South Africa's official unemployment numbers as announced by the national statistics agency this week, although alarming, still paint a rosier picture than the reality many people experience, labour union Solidarity said on Thursday. Picture: Phill Magakoe

JOHANNESBURG - South Africa's official unemployment numbers as announced by the national statistics agency this week, although alarming, still paint a rosier picture than the reality many people experience, labour union Solidarity said on Thursday.

The jobless rate rose to 29 percent of the labour force in the second quarter of 2019 from 27.6 percent in the first three months of the year, the highest since a quarterly labour force survey was introduced in 2008, Statistics South Africa said on Tuesday.

But unemployment was even higher at 38.5 percent when using the expanded definition which includes people discouraged from actively looking for work.

On Thursday, Morné Malan, a senior researcher at the Solidarity Research Institute, said although the use of the narrow definition of unemployment was common practice around the world and recommended by the International Labour Organisation, this measurement was inaccurate for South Africa's labour force.
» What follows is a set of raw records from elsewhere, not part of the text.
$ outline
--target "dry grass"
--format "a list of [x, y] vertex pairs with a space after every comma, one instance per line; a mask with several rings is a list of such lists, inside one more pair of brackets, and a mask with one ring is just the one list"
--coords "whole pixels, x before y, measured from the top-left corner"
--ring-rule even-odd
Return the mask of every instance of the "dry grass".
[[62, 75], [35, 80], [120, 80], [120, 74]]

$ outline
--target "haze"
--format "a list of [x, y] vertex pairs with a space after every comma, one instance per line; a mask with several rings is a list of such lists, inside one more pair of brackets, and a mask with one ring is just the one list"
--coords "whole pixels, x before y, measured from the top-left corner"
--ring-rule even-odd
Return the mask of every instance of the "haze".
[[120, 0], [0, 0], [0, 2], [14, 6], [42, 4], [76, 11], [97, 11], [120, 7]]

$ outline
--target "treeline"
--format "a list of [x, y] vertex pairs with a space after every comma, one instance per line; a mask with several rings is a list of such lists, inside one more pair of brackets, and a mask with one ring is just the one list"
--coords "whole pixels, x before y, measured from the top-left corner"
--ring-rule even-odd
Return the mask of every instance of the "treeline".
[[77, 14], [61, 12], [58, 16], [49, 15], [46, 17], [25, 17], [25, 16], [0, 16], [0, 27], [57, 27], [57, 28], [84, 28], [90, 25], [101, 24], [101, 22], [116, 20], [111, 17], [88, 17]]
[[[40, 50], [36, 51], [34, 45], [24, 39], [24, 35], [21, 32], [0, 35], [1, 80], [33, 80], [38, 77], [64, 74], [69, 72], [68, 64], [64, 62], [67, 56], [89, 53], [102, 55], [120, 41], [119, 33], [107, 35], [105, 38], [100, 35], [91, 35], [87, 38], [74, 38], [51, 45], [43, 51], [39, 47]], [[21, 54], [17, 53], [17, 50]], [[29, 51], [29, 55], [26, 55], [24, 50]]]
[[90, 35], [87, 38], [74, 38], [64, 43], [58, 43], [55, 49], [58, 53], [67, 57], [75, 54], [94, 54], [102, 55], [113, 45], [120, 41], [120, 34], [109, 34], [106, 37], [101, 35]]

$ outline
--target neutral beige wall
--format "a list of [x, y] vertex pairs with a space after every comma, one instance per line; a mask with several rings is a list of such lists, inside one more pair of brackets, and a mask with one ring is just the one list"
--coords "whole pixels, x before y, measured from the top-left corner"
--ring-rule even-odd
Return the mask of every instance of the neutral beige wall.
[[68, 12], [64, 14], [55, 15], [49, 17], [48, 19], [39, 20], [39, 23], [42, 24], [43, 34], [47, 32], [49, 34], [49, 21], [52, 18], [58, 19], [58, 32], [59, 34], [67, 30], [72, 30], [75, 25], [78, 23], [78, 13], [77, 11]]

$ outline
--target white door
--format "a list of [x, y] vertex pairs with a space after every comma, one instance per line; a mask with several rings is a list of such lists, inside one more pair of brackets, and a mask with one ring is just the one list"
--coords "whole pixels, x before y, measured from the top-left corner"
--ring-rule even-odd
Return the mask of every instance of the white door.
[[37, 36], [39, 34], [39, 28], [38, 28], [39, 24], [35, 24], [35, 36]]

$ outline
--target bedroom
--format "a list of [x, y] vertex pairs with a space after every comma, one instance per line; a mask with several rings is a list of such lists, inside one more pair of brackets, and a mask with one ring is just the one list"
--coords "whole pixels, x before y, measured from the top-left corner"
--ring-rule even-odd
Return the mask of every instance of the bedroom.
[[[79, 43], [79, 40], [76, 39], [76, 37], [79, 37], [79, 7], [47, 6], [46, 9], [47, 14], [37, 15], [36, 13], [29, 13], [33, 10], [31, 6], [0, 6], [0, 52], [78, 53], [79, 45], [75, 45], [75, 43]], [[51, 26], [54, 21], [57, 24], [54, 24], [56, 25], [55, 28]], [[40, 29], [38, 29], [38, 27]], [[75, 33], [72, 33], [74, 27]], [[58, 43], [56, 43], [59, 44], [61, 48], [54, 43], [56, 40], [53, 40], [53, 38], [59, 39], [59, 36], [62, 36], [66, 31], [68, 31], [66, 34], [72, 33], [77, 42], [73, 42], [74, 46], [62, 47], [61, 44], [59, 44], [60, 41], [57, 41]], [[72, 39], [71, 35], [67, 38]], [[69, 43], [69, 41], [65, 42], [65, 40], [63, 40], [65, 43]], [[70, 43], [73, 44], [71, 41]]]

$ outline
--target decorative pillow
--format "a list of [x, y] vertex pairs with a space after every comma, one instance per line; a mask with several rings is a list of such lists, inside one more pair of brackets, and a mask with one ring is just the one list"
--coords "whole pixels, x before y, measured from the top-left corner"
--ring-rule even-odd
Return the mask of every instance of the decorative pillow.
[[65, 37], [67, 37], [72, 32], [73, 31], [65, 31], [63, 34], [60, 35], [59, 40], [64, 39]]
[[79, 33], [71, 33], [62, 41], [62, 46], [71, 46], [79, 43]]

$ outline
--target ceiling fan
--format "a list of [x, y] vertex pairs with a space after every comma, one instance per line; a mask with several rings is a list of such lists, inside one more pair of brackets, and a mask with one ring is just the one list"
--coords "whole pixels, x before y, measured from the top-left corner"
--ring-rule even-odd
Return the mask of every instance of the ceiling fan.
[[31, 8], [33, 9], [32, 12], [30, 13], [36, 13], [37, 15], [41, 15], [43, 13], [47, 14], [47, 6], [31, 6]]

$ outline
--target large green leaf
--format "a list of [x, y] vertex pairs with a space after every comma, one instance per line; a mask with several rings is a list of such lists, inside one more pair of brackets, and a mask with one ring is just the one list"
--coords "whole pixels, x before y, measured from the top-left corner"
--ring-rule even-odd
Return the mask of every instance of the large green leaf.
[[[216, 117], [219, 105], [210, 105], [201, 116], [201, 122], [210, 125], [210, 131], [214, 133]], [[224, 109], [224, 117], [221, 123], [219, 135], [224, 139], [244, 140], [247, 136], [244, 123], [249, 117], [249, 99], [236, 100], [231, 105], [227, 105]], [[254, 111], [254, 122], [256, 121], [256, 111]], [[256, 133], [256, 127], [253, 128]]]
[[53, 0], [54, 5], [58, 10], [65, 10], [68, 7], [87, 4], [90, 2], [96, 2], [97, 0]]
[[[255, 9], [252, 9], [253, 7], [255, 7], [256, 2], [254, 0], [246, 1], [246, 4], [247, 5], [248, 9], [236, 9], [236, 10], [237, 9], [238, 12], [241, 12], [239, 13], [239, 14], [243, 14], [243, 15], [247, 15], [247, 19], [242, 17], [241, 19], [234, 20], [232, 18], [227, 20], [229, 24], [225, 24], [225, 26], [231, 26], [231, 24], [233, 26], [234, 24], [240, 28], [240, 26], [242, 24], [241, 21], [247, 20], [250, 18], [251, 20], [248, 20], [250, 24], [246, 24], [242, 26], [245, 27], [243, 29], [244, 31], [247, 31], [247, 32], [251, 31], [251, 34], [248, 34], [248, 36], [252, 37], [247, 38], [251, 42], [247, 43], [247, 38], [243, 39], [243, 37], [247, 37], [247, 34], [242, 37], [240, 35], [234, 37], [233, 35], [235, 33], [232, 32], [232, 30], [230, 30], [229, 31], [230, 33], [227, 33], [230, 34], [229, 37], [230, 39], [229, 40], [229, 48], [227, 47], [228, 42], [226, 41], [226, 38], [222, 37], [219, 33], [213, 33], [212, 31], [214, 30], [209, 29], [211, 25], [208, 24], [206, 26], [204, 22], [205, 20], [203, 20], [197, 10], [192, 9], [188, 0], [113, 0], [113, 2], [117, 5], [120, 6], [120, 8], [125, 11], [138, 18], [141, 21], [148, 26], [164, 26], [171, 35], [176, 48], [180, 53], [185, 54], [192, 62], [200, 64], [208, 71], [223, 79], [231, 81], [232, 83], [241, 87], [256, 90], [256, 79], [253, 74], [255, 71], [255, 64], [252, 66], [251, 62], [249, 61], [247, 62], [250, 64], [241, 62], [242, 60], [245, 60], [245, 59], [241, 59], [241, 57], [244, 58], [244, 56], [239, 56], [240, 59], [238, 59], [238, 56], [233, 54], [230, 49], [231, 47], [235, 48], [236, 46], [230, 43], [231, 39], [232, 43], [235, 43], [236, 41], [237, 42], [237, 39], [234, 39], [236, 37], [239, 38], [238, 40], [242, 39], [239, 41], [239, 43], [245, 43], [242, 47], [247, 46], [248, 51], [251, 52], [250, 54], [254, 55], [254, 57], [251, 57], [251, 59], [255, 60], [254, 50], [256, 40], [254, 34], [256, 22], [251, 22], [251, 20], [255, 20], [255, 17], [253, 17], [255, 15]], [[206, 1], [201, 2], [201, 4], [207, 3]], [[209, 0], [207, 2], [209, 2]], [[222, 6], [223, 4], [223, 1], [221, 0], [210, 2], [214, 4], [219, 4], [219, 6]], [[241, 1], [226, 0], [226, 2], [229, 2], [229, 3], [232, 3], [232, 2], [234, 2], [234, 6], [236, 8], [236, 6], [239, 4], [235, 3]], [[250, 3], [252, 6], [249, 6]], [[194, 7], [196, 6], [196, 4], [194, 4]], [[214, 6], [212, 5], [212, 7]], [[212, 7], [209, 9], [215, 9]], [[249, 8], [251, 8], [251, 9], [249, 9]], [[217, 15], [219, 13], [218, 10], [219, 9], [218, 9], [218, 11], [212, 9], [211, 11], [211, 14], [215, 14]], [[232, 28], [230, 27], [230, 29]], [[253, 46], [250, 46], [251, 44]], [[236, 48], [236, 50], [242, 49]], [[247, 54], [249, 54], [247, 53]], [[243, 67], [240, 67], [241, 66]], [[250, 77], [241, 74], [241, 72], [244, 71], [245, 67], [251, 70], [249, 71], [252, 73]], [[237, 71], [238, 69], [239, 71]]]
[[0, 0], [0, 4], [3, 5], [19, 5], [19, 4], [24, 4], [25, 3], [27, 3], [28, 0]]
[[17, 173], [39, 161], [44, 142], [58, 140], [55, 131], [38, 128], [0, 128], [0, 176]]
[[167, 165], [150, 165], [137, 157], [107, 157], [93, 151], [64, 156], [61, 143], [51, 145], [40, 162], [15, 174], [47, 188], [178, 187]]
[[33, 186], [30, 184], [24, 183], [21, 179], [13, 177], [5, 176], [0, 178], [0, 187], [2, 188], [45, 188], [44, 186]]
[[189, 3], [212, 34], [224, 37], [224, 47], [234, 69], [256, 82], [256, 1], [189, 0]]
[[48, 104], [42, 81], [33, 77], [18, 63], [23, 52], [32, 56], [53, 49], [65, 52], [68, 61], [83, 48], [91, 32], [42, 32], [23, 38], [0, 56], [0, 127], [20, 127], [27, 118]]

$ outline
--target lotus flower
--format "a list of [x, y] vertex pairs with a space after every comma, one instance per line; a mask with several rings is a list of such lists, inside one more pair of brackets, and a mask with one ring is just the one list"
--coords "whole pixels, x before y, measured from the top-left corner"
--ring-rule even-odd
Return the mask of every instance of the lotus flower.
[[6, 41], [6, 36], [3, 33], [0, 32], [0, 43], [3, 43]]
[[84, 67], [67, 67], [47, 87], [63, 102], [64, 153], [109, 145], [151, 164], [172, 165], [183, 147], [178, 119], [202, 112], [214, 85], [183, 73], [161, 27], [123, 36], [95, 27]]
"South Africa has an exceptionally large gap between the narrow definition of the unemployment rate and the expanded definition (and) we have a particularly low labour absorption rate (42.4 percent)," Malan said.

"A 2013 study at the University of KwaZulu-Natal indicates that so-called discouraged jobseekers, who are not counted as unemployed in the official rate, are in no way less likely to be employed than so-called active jobseekers," he added.

Solidarity said a 38.5 percent unemployment rate demanded even greater action from government to tackle the challenges of structural unemployment.

"The government is causing the problem with counter-productive policies such as minimum wage, strict labour legislation, intensified enforcement of black economic empowerment, and many more," Malan said.

"The only solution to the problem is for government to eliminate these barriers to doing business in South Africa. Otherwise, I fear that unemployment, which is accompanied by countless other social and economic issues, will never be resolved."